Yolk
- Author: Mary H.K. Choi
- Publisher: Simon & Schuster
- Publication date: March 2, 2021
- ISBN: 978-1534446007
- Preceded by: Permanent Record

= Yolk (novel) =

2021 novel by Mary H.K. Choi

Yolk is a 2021 young adult novel by Mary H.K. Choi, published by Simon & Schuster.

== Synopsis ==
The novel follows two estranged sisters: June and Jayne Baek. June, the older sister, works in finance and considers herself to be a responsible, all-knowing elder child. Jayne, the younger sister, is more carefree and, at times, reckless. The two hardly talk to each other, but when June is suddenly diagnosed with cancer, Jayne finds herself pulled in to the gravity of her sister's life.

== Critical reception ==
Kirkus Reviews called the book "Intense, raw, textured" and stated that "Portraying intergenerational immigrant experiences with a Korean cultural focus, this poignant story underscores self-sacrifices that prove to be life-sustaining in the name of sisterly love."

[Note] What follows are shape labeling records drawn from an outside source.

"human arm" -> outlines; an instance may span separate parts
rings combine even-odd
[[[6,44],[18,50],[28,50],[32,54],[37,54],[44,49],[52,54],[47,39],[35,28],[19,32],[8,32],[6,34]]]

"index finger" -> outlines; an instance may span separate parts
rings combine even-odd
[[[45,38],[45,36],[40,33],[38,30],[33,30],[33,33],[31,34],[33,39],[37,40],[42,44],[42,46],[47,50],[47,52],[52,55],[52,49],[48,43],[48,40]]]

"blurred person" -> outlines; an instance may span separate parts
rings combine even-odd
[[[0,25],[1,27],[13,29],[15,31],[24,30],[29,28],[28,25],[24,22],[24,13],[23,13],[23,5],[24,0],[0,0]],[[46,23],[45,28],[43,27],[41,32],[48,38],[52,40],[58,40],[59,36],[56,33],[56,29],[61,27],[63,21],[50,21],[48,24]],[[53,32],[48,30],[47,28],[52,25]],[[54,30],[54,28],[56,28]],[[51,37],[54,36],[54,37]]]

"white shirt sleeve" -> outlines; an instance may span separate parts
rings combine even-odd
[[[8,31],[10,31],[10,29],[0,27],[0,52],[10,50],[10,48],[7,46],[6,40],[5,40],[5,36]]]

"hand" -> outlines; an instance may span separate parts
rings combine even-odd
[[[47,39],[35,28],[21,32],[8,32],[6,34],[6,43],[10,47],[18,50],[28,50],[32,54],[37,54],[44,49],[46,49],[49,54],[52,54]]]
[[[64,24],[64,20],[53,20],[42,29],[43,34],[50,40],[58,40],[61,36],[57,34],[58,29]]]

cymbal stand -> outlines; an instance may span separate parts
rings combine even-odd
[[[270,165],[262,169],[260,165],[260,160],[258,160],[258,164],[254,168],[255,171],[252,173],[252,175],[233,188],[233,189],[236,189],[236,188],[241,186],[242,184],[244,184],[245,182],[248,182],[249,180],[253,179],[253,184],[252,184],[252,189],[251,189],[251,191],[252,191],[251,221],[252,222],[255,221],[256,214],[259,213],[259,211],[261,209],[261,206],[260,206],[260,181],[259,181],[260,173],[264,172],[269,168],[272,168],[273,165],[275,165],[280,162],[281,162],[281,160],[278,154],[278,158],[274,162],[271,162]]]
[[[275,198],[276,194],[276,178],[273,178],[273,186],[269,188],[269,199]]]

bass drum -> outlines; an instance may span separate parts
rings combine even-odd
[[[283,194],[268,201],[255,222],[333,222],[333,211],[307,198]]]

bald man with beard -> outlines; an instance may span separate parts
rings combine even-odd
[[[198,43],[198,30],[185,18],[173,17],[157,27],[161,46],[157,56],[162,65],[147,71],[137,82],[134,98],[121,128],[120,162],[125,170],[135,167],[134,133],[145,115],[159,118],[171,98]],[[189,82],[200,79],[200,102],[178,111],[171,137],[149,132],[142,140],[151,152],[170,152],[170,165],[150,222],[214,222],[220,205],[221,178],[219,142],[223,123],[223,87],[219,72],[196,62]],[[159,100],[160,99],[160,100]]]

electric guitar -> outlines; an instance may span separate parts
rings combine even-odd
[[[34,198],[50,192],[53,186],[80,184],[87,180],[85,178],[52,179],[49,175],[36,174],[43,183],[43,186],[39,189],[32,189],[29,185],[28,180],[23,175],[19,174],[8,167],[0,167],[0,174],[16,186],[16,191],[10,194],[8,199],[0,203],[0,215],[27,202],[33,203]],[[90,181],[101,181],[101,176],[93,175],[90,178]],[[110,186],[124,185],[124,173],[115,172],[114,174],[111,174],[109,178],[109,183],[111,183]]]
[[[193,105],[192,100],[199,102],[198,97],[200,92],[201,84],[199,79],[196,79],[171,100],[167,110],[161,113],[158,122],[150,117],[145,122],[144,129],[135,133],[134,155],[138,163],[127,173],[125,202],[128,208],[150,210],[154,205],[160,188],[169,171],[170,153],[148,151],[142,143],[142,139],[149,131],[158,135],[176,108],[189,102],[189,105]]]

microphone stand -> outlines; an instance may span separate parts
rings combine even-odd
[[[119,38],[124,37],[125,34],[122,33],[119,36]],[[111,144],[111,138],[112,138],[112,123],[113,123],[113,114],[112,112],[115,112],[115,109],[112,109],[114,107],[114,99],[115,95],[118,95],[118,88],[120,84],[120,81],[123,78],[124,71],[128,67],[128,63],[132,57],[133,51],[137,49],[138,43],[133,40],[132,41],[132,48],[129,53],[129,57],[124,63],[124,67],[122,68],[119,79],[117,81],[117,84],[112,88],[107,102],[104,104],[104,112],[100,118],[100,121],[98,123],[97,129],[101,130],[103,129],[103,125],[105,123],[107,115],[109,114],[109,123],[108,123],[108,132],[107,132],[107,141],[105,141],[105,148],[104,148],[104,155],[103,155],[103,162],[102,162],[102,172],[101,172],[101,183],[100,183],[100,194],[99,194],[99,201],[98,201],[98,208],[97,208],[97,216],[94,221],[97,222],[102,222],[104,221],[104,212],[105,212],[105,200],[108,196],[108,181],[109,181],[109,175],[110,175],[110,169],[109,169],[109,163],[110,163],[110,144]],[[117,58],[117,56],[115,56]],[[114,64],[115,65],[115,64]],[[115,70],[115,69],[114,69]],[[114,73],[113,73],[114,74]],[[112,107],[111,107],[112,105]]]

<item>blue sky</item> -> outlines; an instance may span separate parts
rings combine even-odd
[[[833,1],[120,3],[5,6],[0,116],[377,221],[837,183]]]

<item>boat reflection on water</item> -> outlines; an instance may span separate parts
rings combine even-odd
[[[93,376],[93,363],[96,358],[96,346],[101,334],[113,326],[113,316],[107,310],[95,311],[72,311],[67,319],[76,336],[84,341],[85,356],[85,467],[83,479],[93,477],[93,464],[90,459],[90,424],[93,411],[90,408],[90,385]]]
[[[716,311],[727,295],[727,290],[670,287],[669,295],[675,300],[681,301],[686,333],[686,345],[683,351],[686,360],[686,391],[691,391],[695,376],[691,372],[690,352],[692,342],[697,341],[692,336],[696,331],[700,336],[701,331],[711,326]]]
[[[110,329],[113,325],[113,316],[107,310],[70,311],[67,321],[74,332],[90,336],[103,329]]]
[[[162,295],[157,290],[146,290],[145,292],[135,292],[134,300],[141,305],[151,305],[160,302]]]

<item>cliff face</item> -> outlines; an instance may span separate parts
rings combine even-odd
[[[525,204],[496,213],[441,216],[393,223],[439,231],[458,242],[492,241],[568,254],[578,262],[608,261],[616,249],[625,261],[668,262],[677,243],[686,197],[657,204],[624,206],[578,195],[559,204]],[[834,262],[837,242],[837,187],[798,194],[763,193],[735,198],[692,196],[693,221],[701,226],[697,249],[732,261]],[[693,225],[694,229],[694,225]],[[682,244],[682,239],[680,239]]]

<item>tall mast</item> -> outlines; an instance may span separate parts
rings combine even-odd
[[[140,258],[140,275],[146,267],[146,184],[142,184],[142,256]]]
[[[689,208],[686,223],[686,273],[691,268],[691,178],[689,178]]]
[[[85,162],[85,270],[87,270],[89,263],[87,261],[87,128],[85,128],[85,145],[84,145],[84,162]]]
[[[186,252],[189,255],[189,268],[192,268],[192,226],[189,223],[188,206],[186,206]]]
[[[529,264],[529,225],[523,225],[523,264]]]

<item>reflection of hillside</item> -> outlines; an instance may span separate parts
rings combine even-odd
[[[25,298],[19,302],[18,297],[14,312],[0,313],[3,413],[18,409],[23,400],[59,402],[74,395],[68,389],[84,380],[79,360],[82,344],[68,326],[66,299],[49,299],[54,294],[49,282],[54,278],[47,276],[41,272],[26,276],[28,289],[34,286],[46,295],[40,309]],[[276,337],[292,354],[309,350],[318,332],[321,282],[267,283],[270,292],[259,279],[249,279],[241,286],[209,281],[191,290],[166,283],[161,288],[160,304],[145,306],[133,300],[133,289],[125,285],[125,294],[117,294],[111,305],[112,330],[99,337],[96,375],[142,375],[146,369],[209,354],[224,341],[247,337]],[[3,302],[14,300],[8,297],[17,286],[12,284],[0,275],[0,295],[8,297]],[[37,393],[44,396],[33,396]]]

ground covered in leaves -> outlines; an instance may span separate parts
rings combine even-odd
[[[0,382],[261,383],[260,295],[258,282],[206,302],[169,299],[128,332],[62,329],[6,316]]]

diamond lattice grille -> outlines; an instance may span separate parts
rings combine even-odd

The Southern Bookseller Review stated that, in the novel, "Coming of age, learning to live on one’s own, and navigating modern romance are all tackled in turn with the grace and realism for which readers have learned to love her writing. Come for the angst, stay for the characters you may just love like sisters." Culture Fly, giving the book five out of five stars, wrote that the book's broad array of subjects—"explorations of hyphenated identities, family ties, the difficulties of making a home for yourself in New York City, eating disorders, America’s terrifying healthcare system"—made it "an honest depiction of life" skillfully executed by Choi's "detail, warmth, perceptiveness and humour". The Young Folks wrote that "For a resonant and complexly multi-layered novel, Yolk is the perfect novel for our contemporary moment." Sunstroke Magazine said "Choi has a way of making her characters real and complex people that make cohesive choices according to their character, background and personality, while also being unpredictable."